I'm looking for a result that I suspect should be fairly standard and well-known to probabilists and statistical physicists (and perhaps numerical/financial analysts). The result in question should say something like this:
Guess: Let $\beta>0$ real and let $V \colon \mathbb{R}^n \to \mathbb{R}$ be a smooth function such that $\int\exp(-\beta V)$ converges. Let $\varepsilon>0$ (“small”). Now consider the following random process with $x_0$ arbitrary: $$u_i \leftarrow \operatorname{Normal}(0,1)$$ $$x_{i+1} = x_i + \varepsilon u_i - \frac{\beta}{2}\, \varepsilon^2\, \nabla V(x_i)$$ (in other words, $x_i$ is a random walk with normal steps of variance $\varepsilon^2$ except that we also add a gradient descent term along $V$).
Then $x_i$ converges in distribution (when $i\to+\infty$) to a law having density $g_\varepsilon$, which itself converges to $g \propto \exp(-\beta V)$ when $\varepsilon \to 0$.
(That is, $g = \frac{\exp(-\beta V)}{\int\exp(-\beta V)}$, and I expect $g_\varepsilon$ to be some kind of convolution of $g$ by a normal distribution.)
So the point is, this “random walk plus gradient descent” process should have a stationary distribution, which for $\varepsilon>0$ small should be well approximated by (something proportional to) $\exp(-\beta V)$. Intuitively, the greater $V$, the less time the process spends in the region in question, and exponentially so for larger $V$.

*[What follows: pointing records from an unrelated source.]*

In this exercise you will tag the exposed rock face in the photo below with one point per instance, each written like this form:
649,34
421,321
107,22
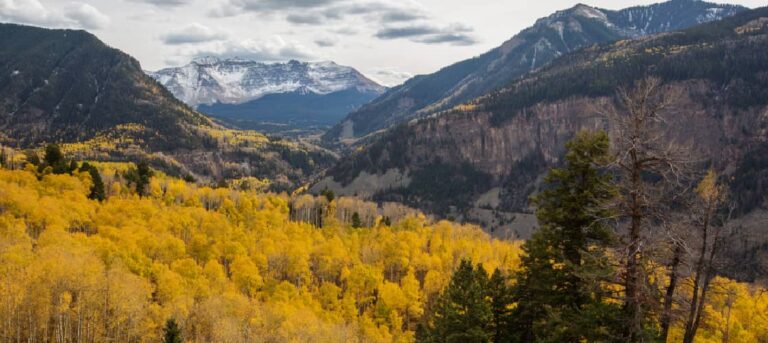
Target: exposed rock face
535,47
210,80
509,138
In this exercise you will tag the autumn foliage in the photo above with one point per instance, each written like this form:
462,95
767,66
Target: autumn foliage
226,265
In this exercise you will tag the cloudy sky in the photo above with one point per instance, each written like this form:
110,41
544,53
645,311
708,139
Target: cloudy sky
388,40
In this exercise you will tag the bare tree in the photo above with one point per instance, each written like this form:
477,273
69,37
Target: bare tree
651,169
710,199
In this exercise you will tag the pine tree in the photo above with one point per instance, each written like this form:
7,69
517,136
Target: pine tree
559,291
53,155
97,189
463,311
172,332
356,223
501,300
140,176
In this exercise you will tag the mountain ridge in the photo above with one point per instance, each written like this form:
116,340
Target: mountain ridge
209,80
550,37
497,146
68,87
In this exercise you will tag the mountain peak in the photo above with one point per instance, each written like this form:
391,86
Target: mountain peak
205,60
209,80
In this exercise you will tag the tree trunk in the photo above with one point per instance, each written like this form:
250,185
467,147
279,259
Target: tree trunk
666,316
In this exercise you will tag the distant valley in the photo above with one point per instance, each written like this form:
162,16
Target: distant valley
291,99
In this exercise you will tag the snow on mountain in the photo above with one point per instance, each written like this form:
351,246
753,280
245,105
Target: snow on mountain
210,80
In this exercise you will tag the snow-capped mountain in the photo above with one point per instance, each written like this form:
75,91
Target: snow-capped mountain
277,98
210,80
551,37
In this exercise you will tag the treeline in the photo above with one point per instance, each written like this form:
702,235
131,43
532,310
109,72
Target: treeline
629,249
183,262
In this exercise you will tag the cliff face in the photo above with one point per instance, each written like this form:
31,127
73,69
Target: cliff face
535,47
490,153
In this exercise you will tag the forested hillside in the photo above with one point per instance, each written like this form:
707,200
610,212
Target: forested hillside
493,150
551,37
106,251
227,265
67,87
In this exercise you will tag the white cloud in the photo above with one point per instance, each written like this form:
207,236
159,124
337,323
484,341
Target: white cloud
165,3
33,12
274,49
27,12
192,33
87,16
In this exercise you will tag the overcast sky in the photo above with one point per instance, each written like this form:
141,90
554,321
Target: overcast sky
388,40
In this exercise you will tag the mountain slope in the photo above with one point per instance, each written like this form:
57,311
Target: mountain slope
270,96
481,160
67,87
547,39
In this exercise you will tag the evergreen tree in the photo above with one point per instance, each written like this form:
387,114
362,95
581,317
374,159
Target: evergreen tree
559,291
32,157
97,189
463,311
72,167
172,332
356,223
140,177
3,157
54,159
53,155
501,300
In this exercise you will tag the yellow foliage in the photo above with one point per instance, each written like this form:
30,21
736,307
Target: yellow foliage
228,264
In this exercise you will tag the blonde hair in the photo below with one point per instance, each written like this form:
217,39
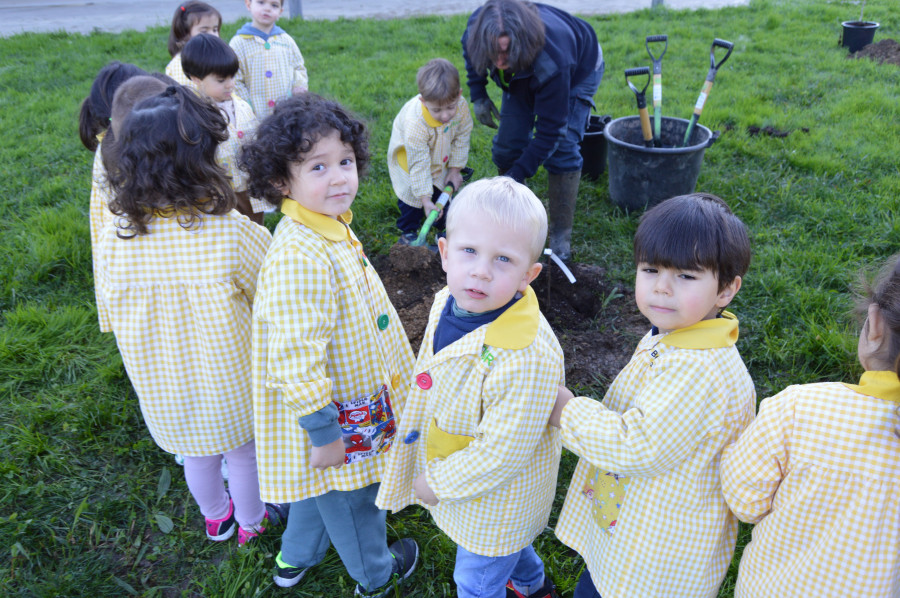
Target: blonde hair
438,81
504,203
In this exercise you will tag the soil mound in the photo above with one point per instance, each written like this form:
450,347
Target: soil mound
596,321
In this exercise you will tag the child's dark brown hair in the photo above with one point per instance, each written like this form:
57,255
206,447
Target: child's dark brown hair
166,164
186,16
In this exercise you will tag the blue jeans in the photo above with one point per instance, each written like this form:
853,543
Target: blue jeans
479,576
517,126
585,587
349,520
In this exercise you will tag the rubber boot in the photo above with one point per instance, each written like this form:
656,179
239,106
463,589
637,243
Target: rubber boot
563,191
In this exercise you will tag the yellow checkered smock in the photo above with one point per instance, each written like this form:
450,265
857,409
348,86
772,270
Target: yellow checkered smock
819,474
476,422
422,149
100,216
269,70
665,419
179,303
175,70
323,330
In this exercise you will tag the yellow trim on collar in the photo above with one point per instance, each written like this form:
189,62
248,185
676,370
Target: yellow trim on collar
716,333
516,328
330,228
882,385
430,120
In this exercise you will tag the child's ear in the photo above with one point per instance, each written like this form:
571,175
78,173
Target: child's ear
727,294
530,275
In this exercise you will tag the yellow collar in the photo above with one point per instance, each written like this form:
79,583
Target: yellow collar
716,333
430,120
881,385
517,327
330,228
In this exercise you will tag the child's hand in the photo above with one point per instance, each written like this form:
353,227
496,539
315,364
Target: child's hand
423,490
428,205
563,396
329,455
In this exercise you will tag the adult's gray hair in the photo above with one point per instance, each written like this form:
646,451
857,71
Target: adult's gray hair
518,20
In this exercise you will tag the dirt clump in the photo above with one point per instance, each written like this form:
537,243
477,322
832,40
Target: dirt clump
886,50
596,320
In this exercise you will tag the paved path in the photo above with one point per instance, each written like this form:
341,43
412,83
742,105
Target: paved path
83,16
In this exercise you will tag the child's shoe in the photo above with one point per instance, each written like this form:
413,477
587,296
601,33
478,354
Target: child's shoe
276,514
219,530
287,576
548,590
406,556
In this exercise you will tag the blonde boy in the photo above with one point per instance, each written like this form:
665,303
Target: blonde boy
475,446
271,65
429,145
645,506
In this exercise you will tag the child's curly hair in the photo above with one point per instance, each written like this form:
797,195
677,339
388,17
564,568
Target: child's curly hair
166,164
297,124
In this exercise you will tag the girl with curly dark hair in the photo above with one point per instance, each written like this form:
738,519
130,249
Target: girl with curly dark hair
176,277
329,351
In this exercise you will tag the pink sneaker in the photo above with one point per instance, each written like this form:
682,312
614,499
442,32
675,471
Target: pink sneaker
219,530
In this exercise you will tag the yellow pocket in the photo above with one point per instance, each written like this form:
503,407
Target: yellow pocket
443,444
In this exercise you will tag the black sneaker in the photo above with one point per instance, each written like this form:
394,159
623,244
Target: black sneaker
287,576
406,555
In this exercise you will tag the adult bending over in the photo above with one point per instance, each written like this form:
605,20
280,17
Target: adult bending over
549,65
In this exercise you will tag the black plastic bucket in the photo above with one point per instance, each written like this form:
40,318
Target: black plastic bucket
593,148
640,176
856,35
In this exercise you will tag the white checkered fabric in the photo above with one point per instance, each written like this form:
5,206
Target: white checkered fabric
495,495
819,470
179,303
663,423
316,339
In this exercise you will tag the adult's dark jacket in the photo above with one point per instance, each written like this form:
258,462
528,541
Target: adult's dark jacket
570,54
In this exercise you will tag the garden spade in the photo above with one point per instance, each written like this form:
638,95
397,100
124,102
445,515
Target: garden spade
657,83
641,95
707,85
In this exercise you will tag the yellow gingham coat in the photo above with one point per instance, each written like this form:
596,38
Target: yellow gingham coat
179,303
682,398
494,388
323,330
421,149
819,474
176,71
240,131
269,70
100,216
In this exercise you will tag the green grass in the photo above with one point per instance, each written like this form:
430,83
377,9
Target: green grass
90,506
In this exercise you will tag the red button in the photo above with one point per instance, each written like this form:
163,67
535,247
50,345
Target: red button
424,381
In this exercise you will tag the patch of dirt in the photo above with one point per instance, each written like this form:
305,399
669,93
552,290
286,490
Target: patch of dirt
596,321
886,50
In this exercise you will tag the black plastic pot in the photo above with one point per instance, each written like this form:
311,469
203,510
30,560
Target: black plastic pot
856,35
640,177
593,148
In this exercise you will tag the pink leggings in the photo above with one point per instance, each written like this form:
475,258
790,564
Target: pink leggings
204,478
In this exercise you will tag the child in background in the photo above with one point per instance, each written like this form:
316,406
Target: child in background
211,65
272,67
330,358
429,145
190,19
644,507
93,123
818,472
177,278
476,448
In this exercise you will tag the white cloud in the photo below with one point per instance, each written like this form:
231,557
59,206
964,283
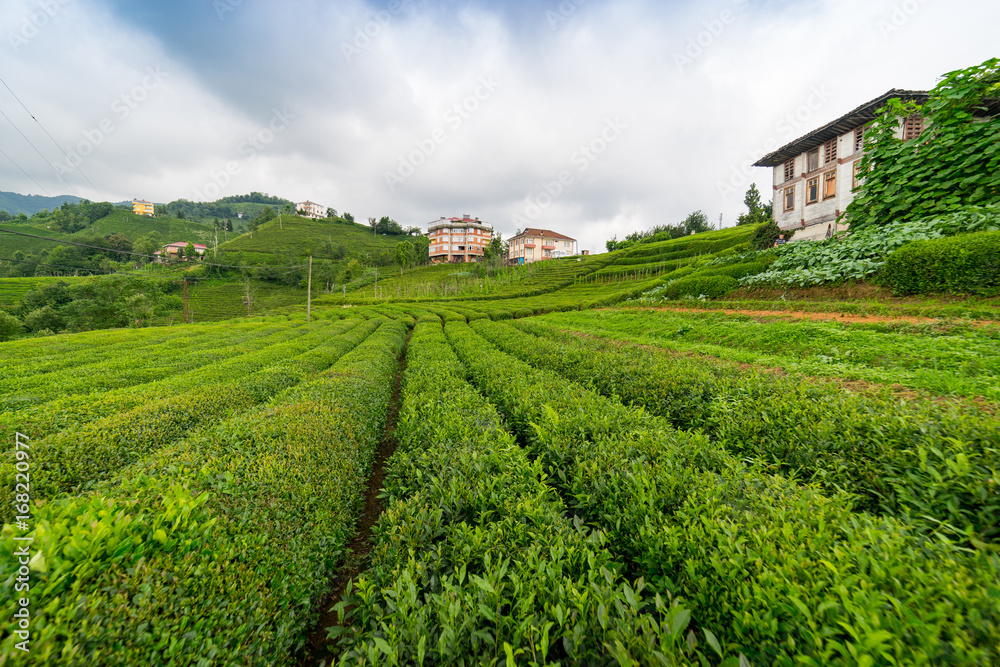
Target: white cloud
700,90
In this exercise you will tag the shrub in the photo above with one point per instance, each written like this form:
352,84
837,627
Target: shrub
45,317
737,271
10,326
960,264
710,286
766,235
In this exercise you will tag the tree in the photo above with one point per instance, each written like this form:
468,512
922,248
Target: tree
352,270
10,326
756,213
405,255
496,250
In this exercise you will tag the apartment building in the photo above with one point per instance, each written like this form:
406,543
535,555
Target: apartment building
534,245
458,239
310,209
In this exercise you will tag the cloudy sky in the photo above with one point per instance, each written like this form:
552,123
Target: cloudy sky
590,117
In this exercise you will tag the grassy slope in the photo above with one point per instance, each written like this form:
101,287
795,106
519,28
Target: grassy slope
304,236
118,222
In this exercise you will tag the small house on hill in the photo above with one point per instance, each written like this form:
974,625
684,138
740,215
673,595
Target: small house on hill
816,175
172,250
534,245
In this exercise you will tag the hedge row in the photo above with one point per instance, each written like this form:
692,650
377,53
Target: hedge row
475,560
965,264
214,550
138,366
93,451
932,466
711,286
235,358
780,573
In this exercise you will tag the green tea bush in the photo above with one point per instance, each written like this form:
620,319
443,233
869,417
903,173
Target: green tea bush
780,572
471,528
966,264
215,550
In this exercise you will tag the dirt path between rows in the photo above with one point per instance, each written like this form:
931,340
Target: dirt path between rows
810,315
318,651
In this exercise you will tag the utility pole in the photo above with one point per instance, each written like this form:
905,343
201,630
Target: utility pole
309,293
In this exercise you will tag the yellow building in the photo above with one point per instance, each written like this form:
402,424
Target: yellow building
142,207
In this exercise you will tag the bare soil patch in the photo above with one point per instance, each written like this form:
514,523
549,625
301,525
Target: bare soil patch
318,651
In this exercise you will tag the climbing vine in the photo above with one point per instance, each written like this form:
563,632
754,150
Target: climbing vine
953,163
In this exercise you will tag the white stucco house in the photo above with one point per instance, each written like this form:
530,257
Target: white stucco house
816,175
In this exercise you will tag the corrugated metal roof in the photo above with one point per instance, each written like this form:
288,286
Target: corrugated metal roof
846,123
532,231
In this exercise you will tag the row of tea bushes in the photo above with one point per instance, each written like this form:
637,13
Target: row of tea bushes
213,550
235,358
475,561
779,572
87,453
934,467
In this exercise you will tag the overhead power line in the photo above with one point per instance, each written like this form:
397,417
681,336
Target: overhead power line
139,254
24,172
55,143
144,274
44,159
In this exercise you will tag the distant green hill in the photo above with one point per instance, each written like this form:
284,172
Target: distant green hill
15,203
121,222
324,239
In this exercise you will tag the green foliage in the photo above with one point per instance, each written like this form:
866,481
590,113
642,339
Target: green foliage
966,264
765,235
698,286
405,255
45,317
765,563
200,527
756,213
862,254
696,223
955,162
10,326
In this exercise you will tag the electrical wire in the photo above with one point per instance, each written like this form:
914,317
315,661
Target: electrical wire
139,254
25,173
69,160
44,159
144,274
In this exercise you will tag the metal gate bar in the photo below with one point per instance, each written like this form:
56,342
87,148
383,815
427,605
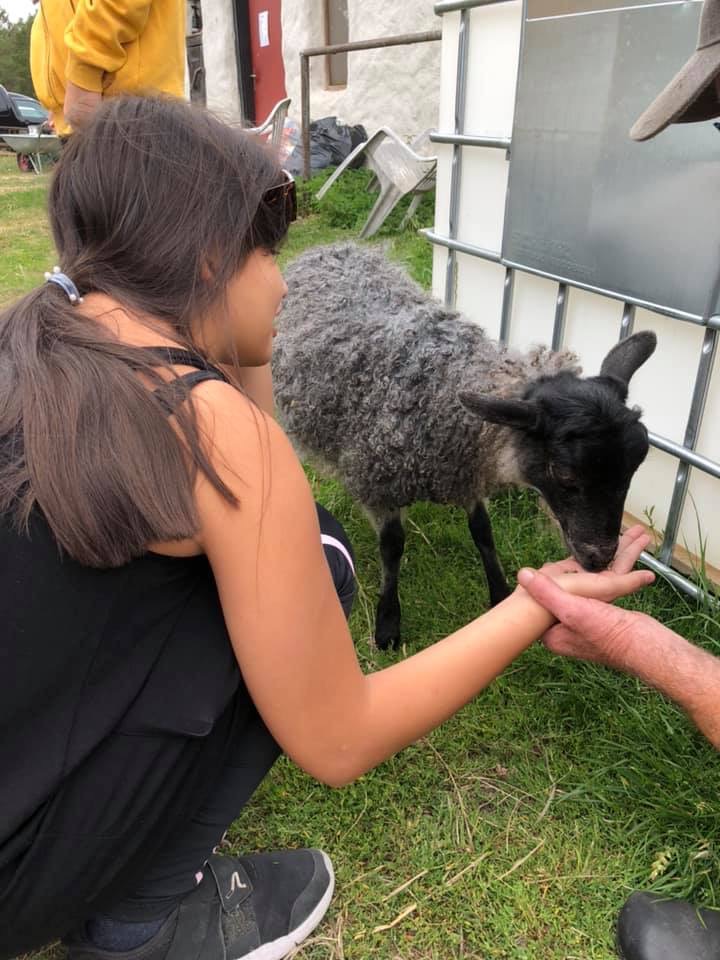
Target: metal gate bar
684,452
456,169
399,40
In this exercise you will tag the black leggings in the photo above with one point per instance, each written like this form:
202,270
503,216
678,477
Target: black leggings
178,867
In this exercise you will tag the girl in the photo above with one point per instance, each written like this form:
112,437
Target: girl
171,621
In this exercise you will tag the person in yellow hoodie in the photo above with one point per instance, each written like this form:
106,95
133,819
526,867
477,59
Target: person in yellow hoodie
84,50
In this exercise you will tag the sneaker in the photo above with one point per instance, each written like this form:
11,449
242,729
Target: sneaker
257,907
652,928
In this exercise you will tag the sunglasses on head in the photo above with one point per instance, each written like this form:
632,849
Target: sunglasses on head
284,193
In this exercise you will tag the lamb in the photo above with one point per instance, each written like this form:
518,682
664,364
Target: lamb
404,400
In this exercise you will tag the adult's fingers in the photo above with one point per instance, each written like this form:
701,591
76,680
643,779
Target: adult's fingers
561,604
632,543
607,586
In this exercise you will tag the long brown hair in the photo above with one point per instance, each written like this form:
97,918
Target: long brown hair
140,201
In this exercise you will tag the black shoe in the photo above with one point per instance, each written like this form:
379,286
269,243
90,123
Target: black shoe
650,928
246,908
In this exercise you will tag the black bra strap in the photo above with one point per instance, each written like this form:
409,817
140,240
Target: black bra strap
173,393
184,358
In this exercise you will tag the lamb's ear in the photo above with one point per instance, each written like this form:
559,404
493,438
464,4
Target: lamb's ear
626,356
520,414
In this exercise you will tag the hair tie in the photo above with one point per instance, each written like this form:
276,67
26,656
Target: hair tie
63,280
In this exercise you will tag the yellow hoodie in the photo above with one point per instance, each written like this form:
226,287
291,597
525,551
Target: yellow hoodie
108,46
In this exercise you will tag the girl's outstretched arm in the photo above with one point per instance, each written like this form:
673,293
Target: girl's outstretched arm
287,627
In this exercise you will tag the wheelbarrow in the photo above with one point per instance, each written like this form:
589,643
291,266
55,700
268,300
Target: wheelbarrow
31,147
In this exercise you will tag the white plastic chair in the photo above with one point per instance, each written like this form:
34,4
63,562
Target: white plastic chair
274,123
398,170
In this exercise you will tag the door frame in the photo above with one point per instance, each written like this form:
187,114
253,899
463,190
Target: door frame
243,59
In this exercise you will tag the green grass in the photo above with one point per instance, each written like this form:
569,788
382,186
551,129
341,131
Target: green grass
527,819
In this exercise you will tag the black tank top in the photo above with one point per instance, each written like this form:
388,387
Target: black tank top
120,692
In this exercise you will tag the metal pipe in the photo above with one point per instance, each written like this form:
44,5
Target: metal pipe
712,323
697,408
613,294
399,40
560,316
677,579
305,111
460,246
461,140
506,312
448,6
628,321
687,456
456,170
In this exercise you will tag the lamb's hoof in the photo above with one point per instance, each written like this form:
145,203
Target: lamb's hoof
499,593
387,623
390,639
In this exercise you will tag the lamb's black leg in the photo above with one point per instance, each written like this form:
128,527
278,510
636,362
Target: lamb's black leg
391,535
481,530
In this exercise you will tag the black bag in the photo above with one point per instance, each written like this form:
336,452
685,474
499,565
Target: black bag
330,143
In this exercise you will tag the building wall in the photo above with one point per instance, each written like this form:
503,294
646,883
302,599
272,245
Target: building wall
221,75
396,87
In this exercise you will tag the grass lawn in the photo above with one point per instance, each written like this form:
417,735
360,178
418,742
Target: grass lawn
517,829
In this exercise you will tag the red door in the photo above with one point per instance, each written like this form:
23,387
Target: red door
266,55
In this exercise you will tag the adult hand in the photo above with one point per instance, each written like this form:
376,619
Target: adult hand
79,105
588,629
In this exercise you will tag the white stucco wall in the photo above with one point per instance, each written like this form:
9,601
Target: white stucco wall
396,87
219,53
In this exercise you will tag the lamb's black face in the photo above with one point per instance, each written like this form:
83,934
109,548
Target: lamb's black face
581,458
579,445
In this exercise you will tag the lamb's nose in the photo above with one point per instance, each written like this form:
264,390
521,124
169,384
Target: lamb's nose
595,558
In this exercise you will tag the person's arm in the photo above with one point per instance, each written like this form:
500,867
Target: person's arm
97,36
287,627
633,643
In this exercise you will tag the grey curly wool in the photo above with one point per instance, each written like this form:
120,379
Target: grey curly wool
403,400
367,372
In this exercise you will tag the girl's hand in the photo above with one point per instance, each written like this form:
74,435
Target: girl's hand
617,581
589,629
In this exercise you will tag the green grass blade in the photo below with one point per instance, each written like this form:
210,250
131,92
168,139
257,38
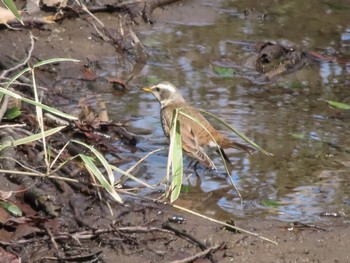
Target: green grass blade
131,176
89,164
101,158
245,138
31,138
177,163
44,107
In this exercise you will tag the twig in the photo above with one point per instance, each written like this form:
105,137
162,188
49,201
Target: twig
52,238
182,233
198,255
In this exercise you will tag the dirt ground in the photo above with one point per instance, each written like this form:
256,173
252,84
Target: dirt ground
84,230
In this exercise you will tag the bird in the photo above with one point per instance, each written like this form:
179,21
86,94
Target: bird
196,141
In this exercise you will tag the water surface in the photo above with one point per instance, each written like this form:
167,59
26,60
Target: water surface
310,171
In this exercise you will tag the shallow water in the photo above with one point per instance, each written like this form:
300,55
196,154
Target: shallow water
310,171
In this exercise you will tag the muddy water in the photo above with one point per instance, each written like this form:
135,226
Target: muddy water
310,171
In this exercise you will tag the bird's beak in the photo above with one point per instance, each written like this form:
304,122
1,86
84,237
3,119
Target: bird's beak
148,89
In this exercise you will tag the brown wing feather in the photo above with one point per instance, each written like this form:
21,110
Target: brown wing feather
189,138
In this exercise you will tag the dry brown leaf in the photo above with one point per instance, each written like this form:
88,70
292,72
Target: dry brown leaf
5,15
5,194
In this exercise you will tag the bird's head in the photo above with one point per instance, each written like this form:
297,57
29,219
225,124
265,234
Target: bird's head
166,93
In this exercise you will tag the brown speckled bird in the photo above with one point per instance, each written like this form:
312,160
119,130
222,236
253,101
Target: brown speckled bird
196,142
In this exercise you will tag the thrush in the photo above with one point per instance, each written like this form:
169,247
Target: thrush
196,141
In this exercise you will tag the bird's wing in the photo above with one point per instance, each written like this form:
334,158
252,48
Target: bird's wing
190,143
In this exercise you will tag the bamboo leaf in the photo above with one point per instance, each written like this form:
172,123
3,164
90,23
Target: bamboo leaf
130,176
31,138
245,138
101,158
12,7
177,162
89,164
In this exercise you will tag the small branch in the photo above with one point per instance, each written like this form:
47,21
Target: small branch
182,233
198,255
32,42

(My goal is to construct a random process whose stationary distribution is proportional to some prescribed function, here represented by $\exp(-\beta V)$, and which looks locally like a random walk. I am aware of the Metropolis-Hastings algorithm, but the fact that it can leave the point unchanged is problematic to me. The above process is supposed to be analogous in spirit to M-H, however, and is perhaps describable as some kind of limit of it when taking a large number of very small steps.)
Of course $\beta$ plays no role in what I just wrote, it's just $\beta V$ that appears, but I believe leaving $\beta$ in place makes the result more understandable and perhaps more standard in its notations (in physicists' terms, $V$ should be a kind of “potential” and $\beta$ an “inverse temperature”).
I also expect a continuous version of the result to hold, and it is also of interest to, me, for a SDE of the form $dX_t = dB_t - \frac{\beta}{2}\, \nabla V(X_t)$, as a limit of the above discrete process.
So, question: is the above “guess”, or at least some reasonable approximation to it, correct (and a standard result)? What are the relevant keywords that I could search for to know more about this? And if my guess is completely wrong, is there something vaguely similar that would give a random walk which converges to a distribution proportional to a given $\exp(-\beta V)$?
To answer my first question, the keyword I was missing is “first-order Langevin diffusion”¹ (thanks ot Arthur B. for pointing it out to me).
The continuous-time version $dX_t = dB_t - \frac{\beta}{2}\, \nabla V(X_t)$, while more difficult to define rigorously, is more easy to explain: see this question on MathOverflow for a discussion. Nevertheless, convergence of the discrete-time version can also be studied precisely, esp. in relation to optimization algorithms, and this paper (Xu, Chen, Zou & Gu, “Global Convergence of Langevin Dynamics Based Algorithms for Nonconvex Optimization”) seems to do a good job of explaining what is known in this domain.